- Written by: William Luce
- Characters: John Barrymore Frank
- Original language: English
- Genre: Drama
- Setting: Broadway theatre

Premiere
- Date premiered: 1996
- Place premiered: Stratford Festival

= Barrymore (play) =

Play by William Luce

Barrymore is a two-person play by William Luce which depicts John Barrymore a few months before his death in 1942 as he is rehearsing a revival of his 1920 Broadway triumph as Richard III.

Barrymore's attempted revival of his Richard III never actually took place and was a device that was invented for the play, but it served as a dramatic framework for the actor to reminisce about various episodes in his life and about his career downslide due to alcoholism.

Though classified as a one-person play, Barrymore actually makes frequent use of a second character, Frank the stage manager, who interacts with Barrymore over the theatre loudspeaker.

The play was originally produced at the Stratford Festival in 1996. The play was produced on Broadway at the Music Box Theatre, running from March 25, 1997, to November 2, 1997. Directed by Gene Saks, Christopher Plummer played Barrymore, and won the Tony Award for Best Performance by a Leading Actor in a Play.

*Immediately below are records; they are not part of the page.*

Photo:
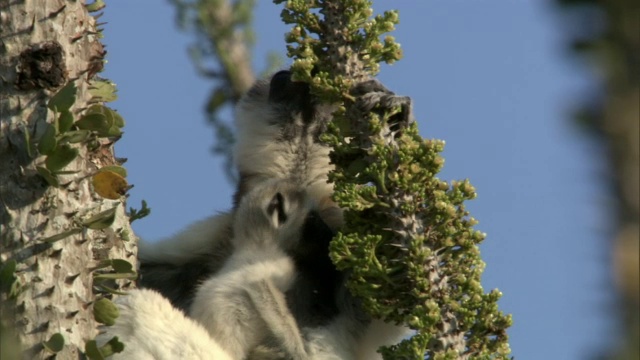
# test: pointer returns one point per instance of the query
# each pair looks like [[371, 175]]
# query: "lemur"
[[279, 124], [243, 306]]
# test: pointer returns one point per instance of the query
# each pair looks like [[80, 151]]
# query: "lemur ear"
[[276, 210]]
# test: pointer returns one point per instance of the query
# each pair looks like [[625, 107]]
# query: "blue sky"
[[490, 77]]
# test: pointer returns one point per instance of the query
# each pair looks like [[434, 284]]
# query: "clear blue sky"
[[490, 77]]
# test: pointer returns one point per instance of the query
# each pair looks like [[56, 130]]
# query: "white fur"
[[379, 334], [223, 307], [152, 329], [261, 151]]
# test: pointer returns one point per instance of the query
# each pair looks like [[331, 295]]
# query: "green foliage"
[[55, 142], [105, 312], [408, 244], [318, 46], [55, 343], [135, 214], [111, 347], [101, 220]]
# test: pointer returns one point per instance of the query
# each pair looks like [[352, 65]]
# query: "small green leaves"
[[103, 90], [48, 141], [110, 185], [102, 220], [97, 5], [7, 276], [64, 98], [92, 351], [93, 122], [55, 343], [105, 312], [116, 169], [74, 137], [60, 158], [135, 214], [118, 265], [111, 347], [102, 120], [62, 235], [48, 176], [65, 121]]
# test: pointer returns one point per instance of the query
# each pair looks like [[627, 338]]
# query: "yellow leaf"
[[110, 185]]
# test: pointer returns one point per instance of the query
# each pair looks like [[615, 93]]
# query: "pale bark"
[[56, 277]]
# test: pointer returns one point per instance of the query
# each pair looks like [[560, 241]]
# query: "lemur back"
[[243, 304], [278, 125]]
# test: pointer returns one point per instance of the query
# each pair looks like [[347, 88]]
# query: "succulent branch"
[[225, 36], [408, 244]]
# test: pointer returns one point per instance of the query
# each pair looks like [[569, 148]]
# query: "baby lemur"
[[279, 123]]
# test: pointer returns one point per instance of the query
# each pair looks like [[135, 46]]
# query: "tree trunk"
[[50, 244]]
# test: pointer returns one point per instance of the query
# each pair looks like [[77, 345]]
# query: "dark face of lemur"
[[279, 124]]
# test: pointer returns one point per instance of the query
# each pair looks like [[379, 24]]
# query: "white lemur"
[[243, 305], [152, 329], [279, 123]]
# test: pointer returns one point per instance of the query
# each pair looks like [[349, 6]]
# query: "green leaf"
[[62, 235], [117, 119], [103, 90], [50, 178], [64, 98], [92, 351], [111, 347], [95, 6], [112, 132], [7, 275], [31, 149], [105, 312], [129, 276], [122, 266], [60, 157], [65, 121], [55, 343], [48, 141], [94, 122], [116, 169], [102, 220], [105, 288], [75, 136]]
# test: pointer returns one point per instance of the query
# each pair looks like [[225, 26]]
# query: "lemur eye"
[[276, 210]]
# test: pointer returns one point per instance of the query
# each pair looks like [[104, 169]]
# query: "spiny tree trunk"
[[55, 230]]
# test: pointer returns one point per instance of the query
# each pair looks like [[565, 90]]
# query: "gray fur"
[[279, 124]]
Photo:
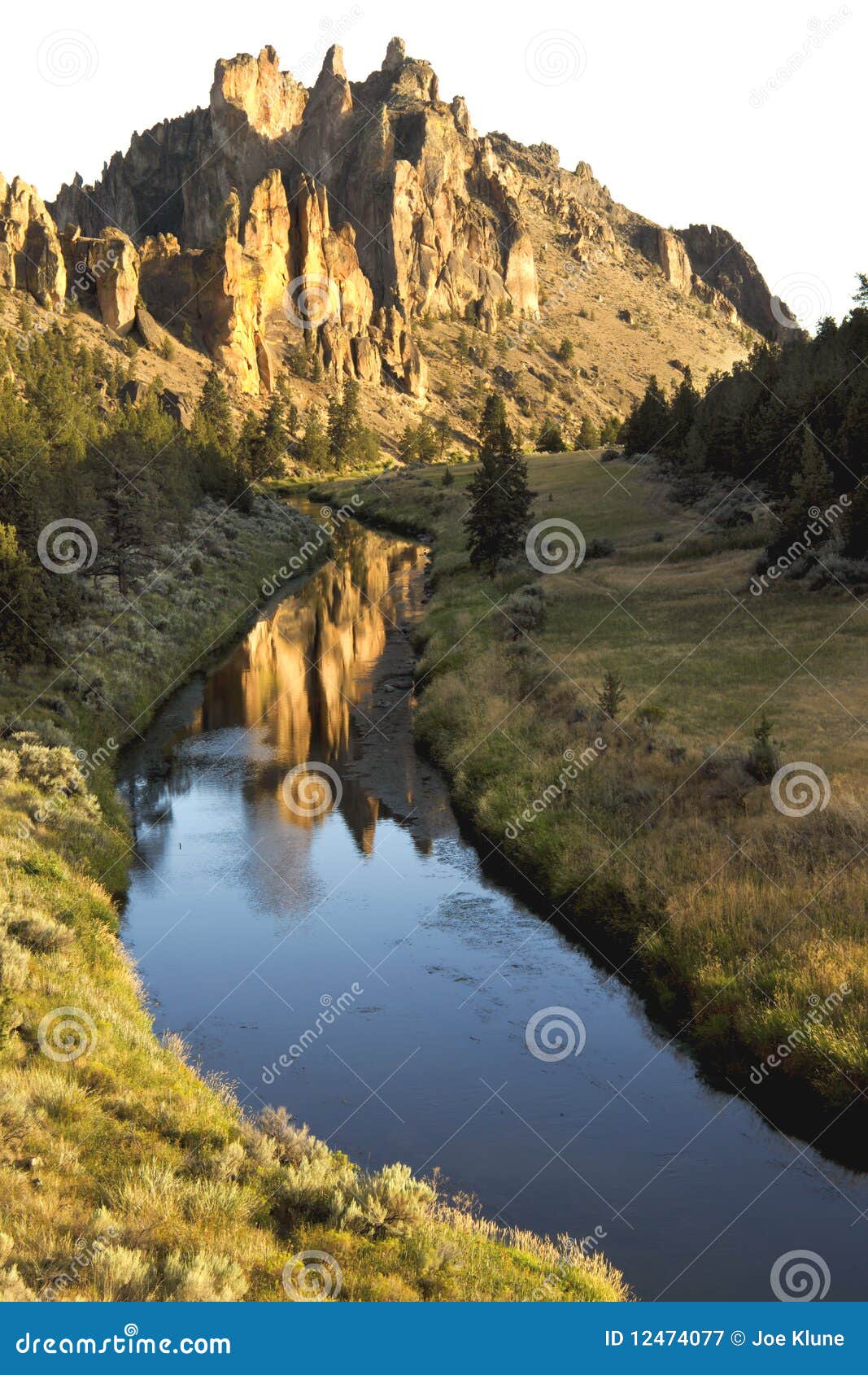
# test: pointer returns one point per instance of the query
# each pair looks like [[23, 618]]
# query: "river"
[[329, 941]]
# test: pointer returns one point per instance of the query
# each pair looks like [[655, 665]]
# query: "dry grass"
[[123, 1173], [738, 920]]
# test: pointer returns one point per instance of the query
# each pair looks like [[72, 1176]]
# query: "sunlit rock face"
[[340, 216], [376, 199]]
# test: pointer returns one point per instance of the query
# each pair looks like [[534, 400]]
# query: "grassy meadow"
[[744, 927], [124, 1173]]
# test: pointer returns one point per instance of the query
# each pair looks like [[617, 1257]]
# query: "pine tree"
[[129, 509], [681, 416], [22, 603], [215, 408], [314, 446], [611, 695], [264, 444], [648, 421], [494, 416], [442, 432], [589, 434], [551, 439], [499, 502]]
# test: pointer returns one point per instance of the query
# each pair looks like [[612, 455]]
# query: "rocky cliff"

Plummer reprised his role in Érik Canuel's 2011 film adaptation of the same name.

Ben Brantley, in his review for The New York Times, wrote "Mr. Luce's script has a lurching quality that isn't just a matter of its subject's alcoholic disjunctiveness. And even for a work about a man whose life was a long-running performance, the play is overstuffed with one-liners...impersonations (of everyone from W. C. Fields to John's regal siblings, Ethel and Lionel, marvelously rendered) and the sort of stories that show up in books with titles like Amusing Theatrical Anecdotes. Yet Mr. Plummer and Mr. Saks have turned this fragmented material into something as fluid, stinging and warming as the cocktail (a Manhattan?) Barrymore mixes for himself onstage. And the evening (starting with the frayed lushness in autumnal colors of Santo Loquasto's backstage set) takes on an affecting shimmer of twilight, even as Mr. Plummer's Barrymore delights you with his own delight in his silly, ribald jokes."

==Other performances==
- In 2014, Tatsuya Nakadai performed 'Barrymore' in a Japanese version directed by Ikumi Tanno.
- In 2019, the Uruguayan actor Jorge Bolani performed Barrymore in a Spanish version directed by Alfredo Goldstein.
- In 2026, Dimitris Kataleifos performed Barrymore in a Greek version directed by Phoivos Samartzis.